I used to ride some buckers and broncers aswell. I found just sit deep and send horse on and try get its head up. If was galloping I was generally out of the saddle anyway so just dropped my heels to really lower my weight and again would get horses head up. Only fell of twice through bucking so cant be doing too much wrong. 

But to be honest it was more natural reaction wasnt something I thought oh I should do this. I just did it.


----------



## Business (10 June 2011)

ngrace said:



			Personally I find standing out of the saddle with weight in your stirrups very effective, whilst trying to get their head up. 
Having ridden a broncer I will always do this in future. 
Definitley agree with preemptive 'get-your-head-UP!' and driving on with your leg.
		
Click to expand...

Agree but heels as deep as you can get them.....the more down your heel is, the more secure you will be. Keep body perpendicular to the ground at all times through each buck! You will need good balance for that. Don't allow your head to go forwards, if you tilt your head forwards your body will follow it to the floor.


----------



## Business (10 June 2011)

Devonshire dumpling said:



			Anyone got any advice for the 4 footed take off and you shotting upwards at speed?
		
Click to expand...

My old boy used to do that, stand up, keep body perpendicular to the ground and heels deep, sat over half a mile of those produced on every stride in that manner, flybucks.
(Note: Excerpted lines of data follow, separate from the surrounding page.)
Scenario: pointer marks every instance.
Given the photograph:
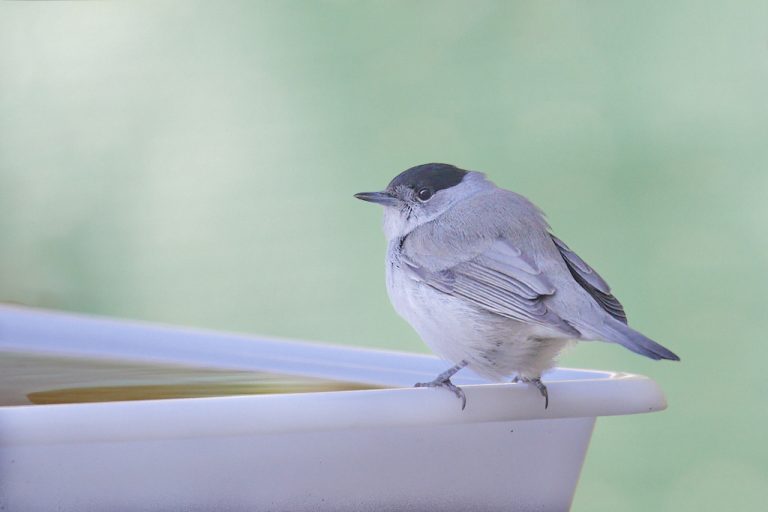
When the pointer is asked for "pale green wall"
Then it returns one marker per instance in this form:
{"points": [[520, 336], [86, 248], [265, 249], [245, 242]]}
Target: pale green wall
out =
{"points": [[195, 164]]}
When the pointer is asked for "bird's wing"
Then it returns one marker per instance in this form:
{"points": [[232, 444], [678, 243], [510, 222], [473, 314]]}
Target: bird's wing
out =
{"points": [[501, 279], [591, 281]]}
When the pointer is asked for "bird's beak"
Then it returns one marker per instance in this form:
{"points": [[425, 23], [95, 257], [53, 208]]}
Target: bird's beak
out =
{"points": [[382, 198]]}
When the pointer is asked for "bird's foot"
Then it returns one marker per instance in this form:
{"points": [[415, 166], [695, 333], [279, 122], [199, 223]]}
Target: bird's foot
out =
{"points": [[539, 385], [447, 384]]}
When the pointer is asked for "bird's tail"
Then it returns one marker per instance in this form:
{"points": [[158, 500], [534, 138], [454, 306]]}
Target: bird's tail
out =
{"points": [[624, 335]]}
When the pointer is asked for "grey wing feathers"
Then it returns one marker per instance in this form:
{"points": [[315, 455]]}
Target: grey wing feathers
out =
{"points": [[591, 281], [501, 280]]}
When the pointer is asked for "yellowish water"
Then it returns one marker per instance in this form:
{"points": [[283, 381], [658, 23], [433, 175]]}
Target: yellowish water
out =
{"points": [[35, 379]]}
I know the distance because we wereon gallops at the time.

By the age of about 18 he had modified that into plunging down head first landing on both front legs with head between knees and then shooting off to the side at a 90 degree angle in gallop. Still sitting there so on good spongy soft ground he modified that into plunging down head first and landing on his two front legs, head between knees and stopping dead with the back end still in the air as steep as he could manage! Could never master sitting that. Analysed the fall here...it went land still in saddle but force of stopping dead from a galloping start would push my head infront of my body, spent milliseconds trying to get my head back above my body mean while it felt as if someone had dropped a sack of bricks on my shoulders....there was nothing more I could do but follow my head to the floor. Catapulted in very fast summersult and land with very hard thud flat on my back. Killer to kidneys! I nicknamed that one his "slam dunk".
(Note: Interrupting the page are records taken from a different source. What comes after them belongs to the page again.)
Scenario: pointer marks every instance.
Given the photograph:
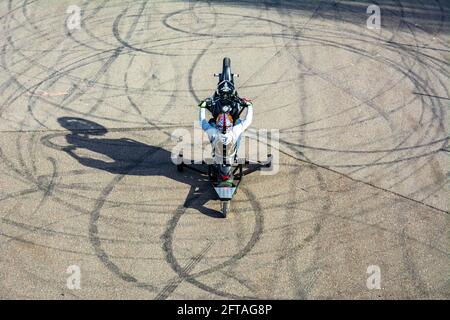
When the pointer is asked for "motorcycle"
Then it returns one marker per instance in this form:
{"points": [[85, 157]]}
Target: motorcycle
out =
{"points": [[224, 160]]}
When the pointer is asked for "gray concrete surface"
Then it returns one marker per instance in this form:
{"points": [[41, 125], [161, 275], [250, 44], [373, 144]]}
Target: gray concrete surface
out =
{"points": [[363, 179]]}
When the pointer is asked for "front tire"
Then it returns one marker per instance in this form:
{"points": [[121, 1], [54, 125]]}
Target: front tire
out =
{"points": [[225, 207]]}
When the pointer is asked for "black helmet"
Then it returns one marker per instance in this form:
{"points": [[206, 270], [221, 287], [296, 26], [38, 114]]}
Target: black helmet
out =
{"points": [[225, 89]]}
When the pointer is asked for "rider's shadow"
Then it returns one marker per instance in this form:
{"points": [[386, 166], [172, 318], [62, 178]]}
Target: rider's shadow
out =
{"points": [[129, 157]]}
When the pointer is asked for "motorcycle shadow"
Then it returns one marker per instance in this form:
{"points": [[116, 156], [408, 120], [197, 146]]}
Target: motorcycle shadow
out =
{"points": [[130, 157]]}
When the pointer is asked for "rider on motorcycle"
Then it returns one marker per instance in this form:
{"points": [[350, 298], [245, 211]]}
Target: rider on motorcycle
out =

Tried to get my friend who had schooled her horse through the grades to advanced eventing to gallop him for me. When she saw what he was doing she said "I am not getting on that!"  Didn't blame her! Was a tad relieved (sad too though) when he got too old to gallop and I didn't have to do it any more either!


----------



## Miss L Toe (10 June 2011)

Bridge your reins when cantering, this means you can relax and rest your fists lightly on his withers/shoulders but he can't get his head down, sounds like a normal horse buck, not the ferocious huge four feet type so beloved of horses with a lot of pep, and which need a lot of work.


----------



## team barney (10 June 2011)

Building up core strength, hula-hooping works a treat!
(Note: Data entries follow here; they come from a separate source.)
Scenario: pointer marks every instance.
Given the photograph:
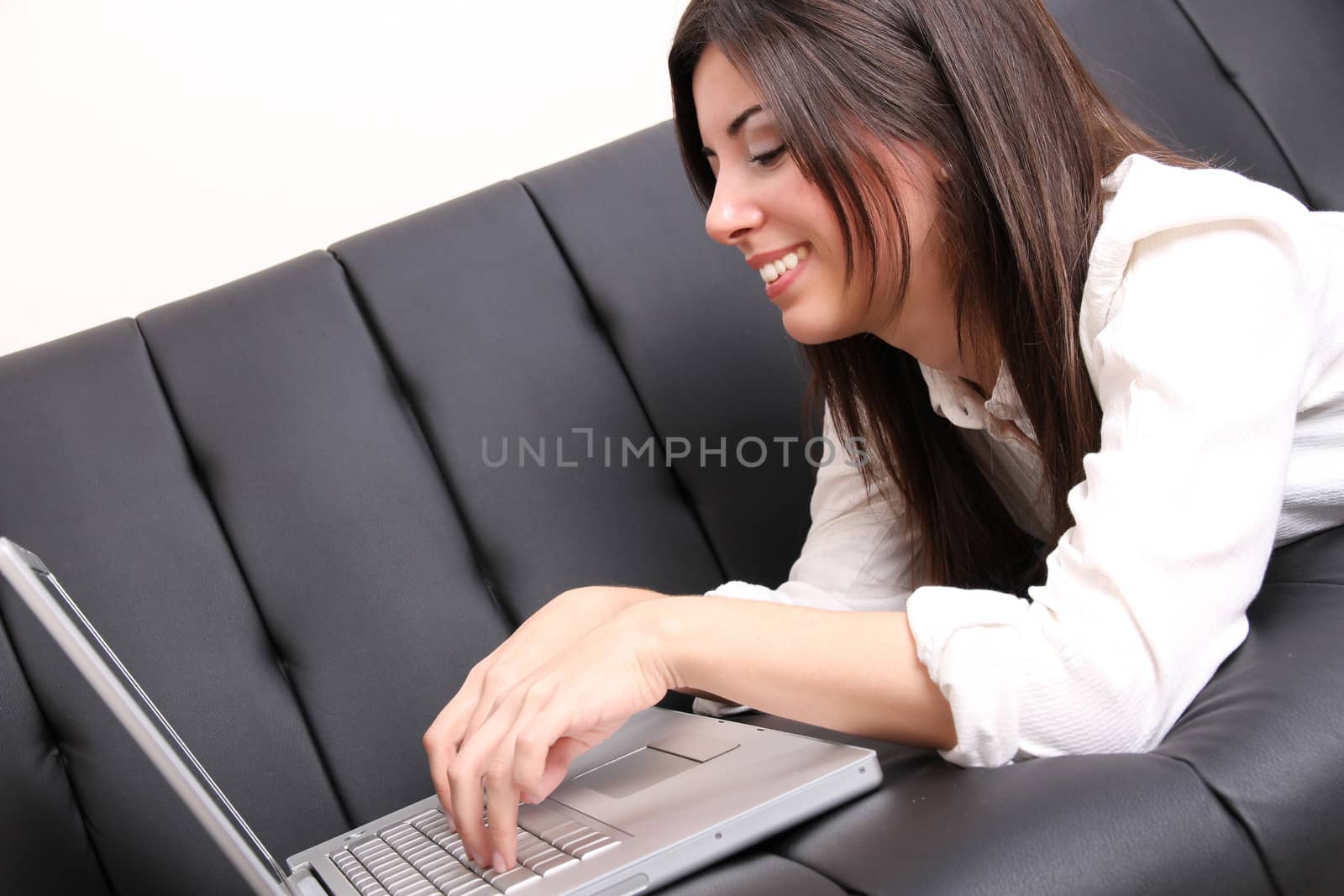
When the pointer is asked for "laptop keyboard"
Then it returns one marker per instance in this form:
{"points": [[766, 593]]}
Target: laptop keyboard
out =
{"points": [[425, 856]]}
I don't know what 'technique' I use to stay on, but strong stomach muscles certainly helps.  I used to ride a mare who was habitual bucker (she was a pro at rounding and leaping into the bucks) she never got me off and she gave up trying eventually as I just ignored her, she did however continue bucking other people off!!!
Riding bareback also helps develop a feel for when the bucks are coming, and helps establish a really good balanced seat.


----------



## spotty_pony (10 June 2011)

My boy bucks a lot when he gets excited and I have learnt from experience, not too let him get his head down in the first place! Also, sit up and sit back and make sure you keep your lower leg underneath you so that you are secure if he does take you by surprise. I hunt my boy and have even learnt to sit to the gallop so that I can keep his head up and be prepared! Good luck!


----------



## Cadfael&Coffee (10 June 2011)

I clamp my legs on and get the head up ASAP and ride them forward- I can't remember being bucked off at all, and I've ridden a hell of a lot of buckers!!! (watch me get pinged right off next time I ride lol!!!) 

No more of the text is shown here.